Answers to Common Questions about Rent Payments
Authored By: Georgia Legal Services Program®
Answers to Common Questions about Rent Payments
- When Is Rent Due?
The date the rent is due should be stated in your lease or agreed upon by the landlord and tenant. The rent must be delivered to the landlord on the date it is due. There is no law which specifies any grace period or designates a rent due date. Rather, a grace period is a matter of agreement between the landlord and tenant. It allows the tenant extra time in which to pay the rent without breaching the lease or rental agreement. The landlord and tenant may agree to any grace period they choose or they can agree not to have a grace period. In addition, a grace period may be created by the landlord's conduct of accepting late rent over the course of several months without charging a penalty.
- Can a Landlord Charge Different Rents for the Same Type of Unit?
A landlord can charge different rates for identical apartment units if both the landlord and the tenant agree to the rental rate. However, the landlord cannot base the difference in rent on the tenant's race, color, religion, sex, national origin, disability or family status. Also, a landlord may not advertise rates at a certain rent level only to rent them at a higher rate.
- The Landlord Will Not Accept Only Half of the Rent. Why Not?
Under most rental agreements and leases, the tenant agrees to pay a specified amount of rent on a certain date. Failure of the tenant to comply with such provisions amounts to a breach of the lease. Consequently, the landlord is not required to accept a portion of the rent unless the landlord has established a pattern and practice of doing so. If the landlord has accepted partial payments in the past, he can not refuse partial payments without first giving notice that he will only accept full payment.

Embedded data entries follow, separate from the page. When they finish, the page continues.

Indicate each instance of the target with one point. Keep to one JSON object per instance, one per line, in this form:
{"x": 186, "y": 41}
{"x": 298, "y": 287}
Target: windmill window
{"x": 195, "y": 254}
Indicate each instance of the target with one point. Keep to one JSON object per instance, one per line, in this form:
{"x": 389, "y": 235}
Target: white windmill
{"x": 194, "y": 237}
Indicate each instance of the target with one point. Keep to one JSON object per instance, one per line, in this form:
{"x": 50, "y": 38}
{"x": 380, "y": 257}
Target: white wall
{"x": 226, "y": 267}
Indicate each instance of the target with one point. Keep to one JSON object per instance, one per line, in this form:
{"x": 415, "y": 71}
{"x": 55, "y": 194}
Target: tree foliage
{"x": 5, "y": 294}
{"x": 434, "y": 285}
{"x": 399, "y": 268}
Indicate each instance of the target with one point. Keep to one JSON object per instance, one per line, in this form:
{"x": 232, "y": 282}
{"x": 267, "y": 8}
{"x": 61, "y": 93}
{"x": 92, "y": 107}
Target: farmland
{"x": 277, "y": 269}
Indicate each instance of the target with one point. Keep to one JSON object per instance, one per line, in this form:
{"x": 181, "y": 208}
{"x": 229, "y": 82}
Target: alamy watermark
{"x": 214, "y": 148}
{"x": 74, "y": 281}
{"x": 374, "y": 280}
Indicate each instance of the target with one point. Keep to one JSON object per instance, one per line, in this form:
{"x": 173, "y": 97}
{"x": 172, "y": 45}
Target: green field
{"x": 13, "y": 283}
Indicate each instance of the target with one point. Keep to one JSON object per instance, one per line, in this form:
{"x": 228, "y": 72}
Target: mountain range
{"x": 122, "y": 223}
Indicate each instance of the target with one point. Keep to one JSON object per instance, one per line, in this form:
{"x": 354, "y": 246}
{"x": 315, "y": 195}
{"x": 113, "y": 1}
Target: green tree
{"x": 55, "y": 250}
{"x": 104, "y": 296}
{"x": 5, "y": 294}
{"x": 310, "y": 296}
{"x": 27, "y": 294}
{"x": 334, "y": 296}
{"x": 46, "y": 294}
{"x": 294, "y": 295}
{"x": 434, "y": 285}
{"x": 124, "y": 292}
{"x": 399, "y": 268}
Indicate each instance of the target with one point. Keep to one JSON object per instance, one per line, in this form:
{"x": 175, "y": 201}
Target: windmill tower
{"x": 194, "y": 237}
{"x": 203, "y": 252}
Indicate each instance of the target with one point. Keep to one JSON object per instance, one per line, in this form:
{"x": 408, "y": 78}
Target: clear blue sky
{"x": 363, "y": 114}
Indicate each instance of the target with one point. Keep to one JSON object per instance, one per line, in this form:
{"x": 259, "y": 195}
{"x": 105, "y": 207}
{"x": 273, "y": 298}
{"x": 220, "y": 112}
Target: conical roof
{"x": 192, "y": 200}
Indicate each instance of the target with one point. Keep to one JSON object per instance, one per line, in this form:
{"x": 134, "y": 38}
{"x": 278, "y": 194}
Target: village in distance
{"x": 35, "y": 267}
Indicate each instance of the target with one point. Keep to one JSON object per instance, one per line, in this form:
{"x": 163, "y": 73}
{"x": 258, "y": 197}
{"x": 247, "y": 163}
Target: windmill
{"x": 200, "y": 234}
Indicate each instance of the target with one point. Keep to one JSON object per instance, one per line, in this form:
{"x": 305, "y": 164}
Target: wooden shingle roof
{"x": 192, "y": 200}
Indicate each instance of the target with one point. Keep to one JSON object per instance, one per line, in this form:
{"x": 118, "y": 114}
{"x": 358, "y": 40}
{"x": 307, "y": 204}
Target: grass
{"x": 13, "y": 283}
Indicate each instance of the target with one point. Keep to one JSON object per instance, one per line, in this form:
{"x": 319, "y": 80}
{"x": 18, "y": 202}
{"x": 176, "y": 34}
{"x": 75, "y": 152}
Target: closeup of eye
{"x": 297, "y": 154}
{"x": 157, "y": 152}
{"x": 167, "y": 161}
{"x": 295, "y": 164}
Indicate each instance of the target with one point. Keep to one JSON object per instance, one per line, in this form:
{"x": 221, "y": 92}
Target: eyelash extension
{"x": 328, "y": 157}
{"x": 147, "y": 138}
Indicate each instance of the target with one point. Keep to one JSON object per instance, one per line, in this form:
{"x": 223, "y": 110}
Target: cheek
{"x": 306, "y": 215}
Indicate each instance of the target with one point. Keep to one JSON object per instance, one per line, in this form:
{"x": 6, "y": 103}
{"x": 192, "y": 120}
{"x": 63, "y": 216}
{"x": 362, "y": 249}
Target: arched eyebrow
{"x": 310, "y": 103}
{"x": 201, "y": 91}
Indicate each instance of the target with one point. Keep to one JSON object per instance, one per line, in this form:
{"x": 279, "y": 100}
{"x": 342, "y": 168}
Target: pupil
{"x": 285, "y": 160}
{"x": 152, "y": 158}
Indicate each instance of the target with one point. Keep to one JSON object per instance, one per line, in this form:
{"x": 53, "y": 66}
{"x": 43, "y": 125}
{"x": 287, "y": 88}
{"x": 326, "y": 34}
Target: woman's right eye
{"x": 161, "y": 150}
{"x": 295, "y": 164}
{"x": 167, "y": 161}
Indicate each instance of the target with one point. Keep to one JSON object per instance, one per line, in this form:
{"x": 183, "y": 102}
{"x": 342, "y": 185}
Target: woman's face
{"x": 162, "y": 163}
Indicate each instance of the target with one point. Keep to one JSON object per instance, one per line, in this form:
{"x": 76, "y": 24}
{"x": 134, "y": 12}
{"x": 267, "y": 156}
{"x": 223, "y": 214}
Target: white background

If the landlord does accept the rent in the reduced amount due to needed repairs, the tenant should get a memo from the landlord showing the rent for the month is considered "paid in full".
- Can My Landlord Charge a Late Fee?
If a tenant fails to pay the rent by the required date, the landlord may charge a late fee if the lease states that a late fee will be charged. If the lease does not state that a late fee will be charged, the landlord may not charge a late fee. The amount of the late fee should be stated in the lease.
- My Landlord Gave Me Notice That His Records Show That I Did Not Pay Rent for July; it Is Now October. I Paid Rent for August, September and October and My Landlord Never Mentioned That I Owed Him Back Rent. Can My Landlord Evict Me Now Because He Claims I Didn't Pay July Rent?
If you can find proof that you paid July's rent (a canceled check or money order receipt), you should provide copies to your landlord, along with a letter explaining your position. If your landlord remains convinced that you did not pay July's rent, he may be able to sue you to collect the money but cannot seek to evict you because of nonpayment. Your landlord's acceptance of rent in August, September and October prevents your landlord from seeking to evict you for a failure to pay July rent. Your landlord can sue you in magistrate court to collect the amount of July's rent but he cannot sue to make you move through the dispossessory process.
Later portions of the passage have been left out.